Dem Streitfall lag die Frage zugrunde, ob die Möglichkeit zur Mitbenutzung eines Schreibtisches in den Räumlichkeiten eines Dritten eine „feste Geschäftseinrichtung“ (Art. 14 DBA Österreich-Ungarn) begründen kann. Geklagt hatte eine ungarische Dolmetscherin und Übersetzerin (die Beschwerdeführerin), die mit ihrer Familie in Ungarn, in Grenznähe zu Österreich, ansässig war. Die Beschwerdeführerin hatte erklärt, dass sie in den Streitjahren ihre Dolmetscher- und Übersetzungstätigkeiten in Österreich ausgeübt habe und damit dort unbeschränkt steuerpflichtig gewesen wäre. Hierzu habe ihr Auftraggeber ihr einen Schreibtisch in seinen Büros in Österreich zur kostenlosen Mitbenutzung überlassen. Die österreichischen Finanzbehörden gingen dagegen von einer Arbeitsausübung und -verwertung in Ungarn aus. Folglich wurde eine Steuerpflicht in Österreich verneint.

Nach der Rechtsprechung des österreichischen VwGH ist eine „feste Einrichtung“ nach Art. 14 DBA Österreich Ungarn eine Geschäftseinrichtung oder Anlage mit einer festen Beziehung zur Erdoberfläche, die für eine gewisse Dauer besteht, der Tätigkeit des Unternehmens dient und über die es eine nicht nur vorübergehende Verfügungsmacht hat. Die Anforderungen an eine „feste Einrichtung“ sind daher dieselben wie die einer Betriebsstätte i.S. des Art. 5 DBA Österreich Ungarn.

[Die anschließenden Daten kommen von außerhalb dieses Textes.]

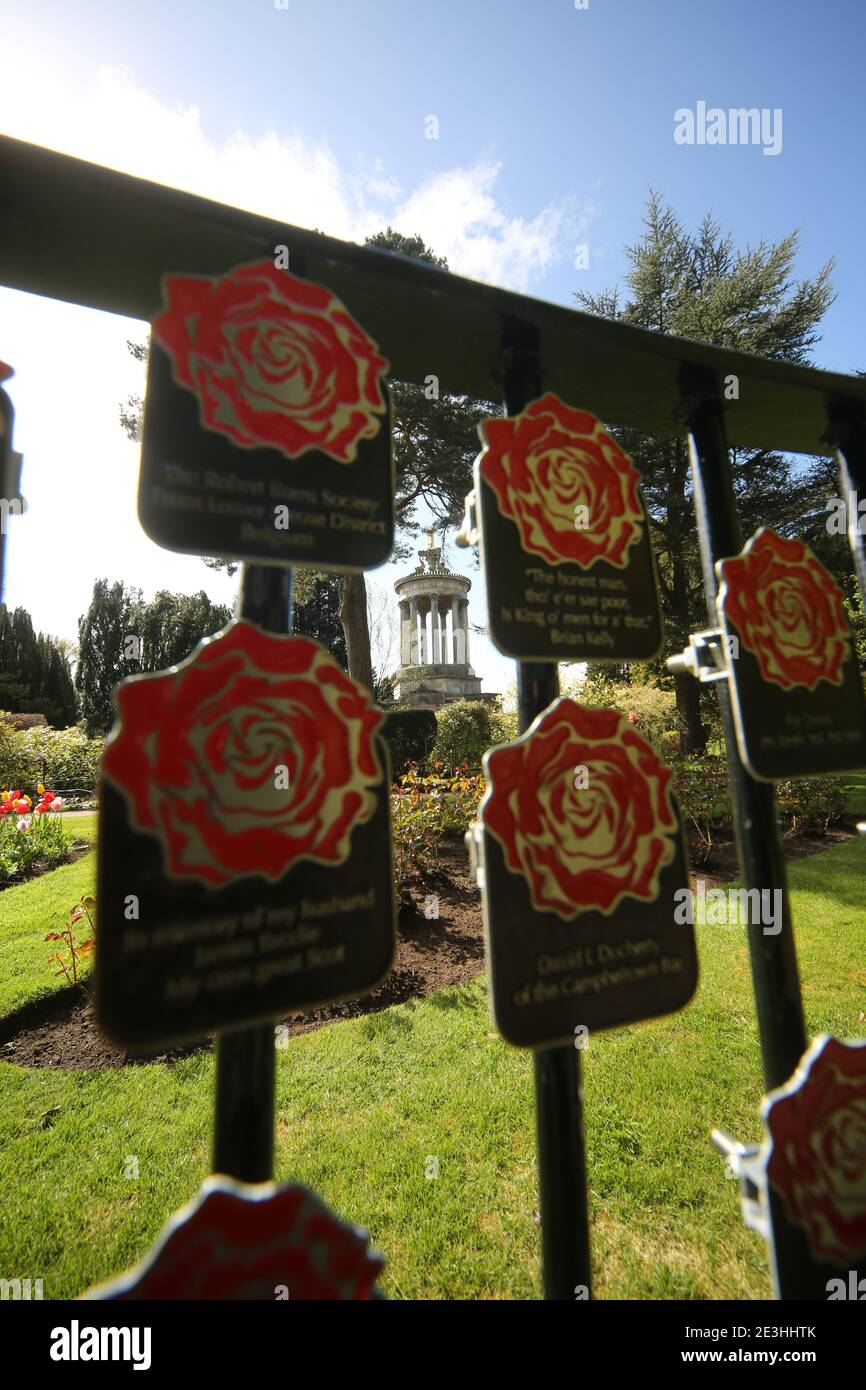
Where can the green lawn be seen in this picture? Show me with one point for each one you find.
(363, 1104)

Kern des vorliegenden Streits war das Kriterium der nicht nur vorübergehenden Verfügungsmacht der Beschwerdeführerin über die Räumlichkeiten des Auftraggebers. Konkret mussten die österreichischen Finanzgerichte beurteilen, ob die Möglichkeit zur (Mit-)Benutzung des Schreibtisches in den Räumlichkeiten des Auftraggebers eine Verfügungsmacht der Beschwerdeführerin über diese Räumlichkeiten begründet hatte.

Keine Betriebsstätte durch bloße Mitbenutzungsmöglichkeit einer Büroeinrichtung

In erster Instanz hatte das österreichische Bundesfinanzgericht („BFG“) die Beschwerde der Beschwerdeführerin als unbegründet abgewiesen. Dies folgerte das Bundesfinanzgericht unter anderem aus einer fehlenden Schlüsselgewalt der Beschwerdeführerin und der Tatsache, dass diese sich nach Aussagen Dritter nur in geringfügigem Umfang in den Büroräumlichkeiten aufgehalten habe. Auch eine österreichische Geschäftsleitungsbetriebsstätte erkannte das BFG nicht. Hiergegen legte die Beschwerdeführerin Revision ein.

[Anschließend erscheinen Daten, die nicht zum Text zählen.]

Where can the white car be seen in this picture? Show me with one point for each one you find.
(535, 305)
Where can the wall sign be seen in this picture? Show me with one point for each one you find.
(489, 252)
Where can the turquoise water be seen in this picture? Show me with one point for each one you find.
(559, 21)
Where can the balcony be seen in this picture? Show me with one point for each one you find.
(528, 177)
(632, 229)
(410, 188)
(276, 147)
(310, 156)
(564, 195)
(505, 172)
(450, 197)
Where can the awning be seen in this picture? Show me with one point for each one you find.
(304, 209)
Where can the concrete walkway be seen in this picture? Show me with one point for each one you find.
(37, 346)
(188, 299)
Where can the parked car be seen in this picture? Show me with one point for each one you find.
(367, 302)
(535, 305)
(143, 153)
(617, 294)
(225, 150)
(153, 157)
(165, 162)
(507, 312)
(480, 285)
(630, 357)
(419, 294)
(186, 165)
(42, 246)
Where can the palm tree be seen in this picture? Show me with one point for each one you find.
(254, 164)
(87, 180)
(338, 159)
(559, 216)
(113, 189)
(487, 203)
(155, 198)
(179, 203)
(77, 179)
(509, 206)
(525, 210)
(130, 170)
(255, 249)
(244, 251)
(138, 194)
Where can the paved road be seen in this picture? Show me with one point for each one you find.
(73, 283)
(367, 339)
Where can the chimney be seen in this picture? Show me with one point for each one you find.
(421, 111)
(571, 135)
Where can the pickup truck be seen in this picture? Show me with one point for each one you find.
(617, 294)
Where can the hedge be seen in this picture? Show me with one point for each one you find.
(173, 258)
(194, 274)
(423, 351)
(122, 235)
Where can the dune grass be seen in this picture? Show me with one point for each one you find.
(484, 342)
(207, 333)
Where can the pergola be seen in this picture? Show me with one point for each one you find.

Mit Beschluss vom 22. Juni 2022 wies der österreichische Verwaltungsgerichtshof die Revision ab. In aller Deutlichkeit stellte der VwGH dabei klar, dass die Möglichkeit zur Mitbenutzung eines Schreibtisches in Büroräumlichkeiten eines Dritten (hier: des Auftraggebers) nicht ausreiche, um eine Verfügungsmacht zu bejahen. Der VwGH hob außerdem die „inhaltsgleichen“ Voraussetzungen der „festen Einrichtung“ i.S. des Art. 14 DBA Österreich-Ungarn und der einer Betriebsstätte nach Art. 5 DBA Österreich Ungarn hervor. Somit gelten die Entscheidungsgrundsätze auch für Zwecke von Art. 5 DBA Österreich-Ungarn. Eine Mitbenutzungsmöglichkeit an einem Schreibtisch in den Räumlichkeiten eines Dritten kann aus österreichisch-steuerlicher Sicht somit auch keine Betriebsstätte begründen.

Praxisfolgen

Zwar betrifft das Verfahren das DBA Österreich-Ungarn, die Entscheidungsgrundsätze sollten aber auch aus österreichischer Sicht für das DBA Deutschland-Österreich gelten. Die Entscheidung dürfte in der Praxis besondere Relevanz für die Prüfung der Begründung einer Betriebsstätte haben. Zu denken wäre dabei beispielsweise an deutsche Unternehmen mit Mitarbeitern, die in Österreich im Homeoffice tätig sind. In entsprechenden Fällen ist regelmäßig aus ausländisch-steuerrechtlicher Sicht strittig, ob eine Verfügungsmacht des Arbeitgebers über das Homeoffice seiner Mitarbeiter anzunehmen ist. Auf Basis des VwGH-Beschlusses sollten Homeoffices aus österreichisch-steuerlicher Sicht eher keine Betriebsstätte des Arbeitgebers darstellen.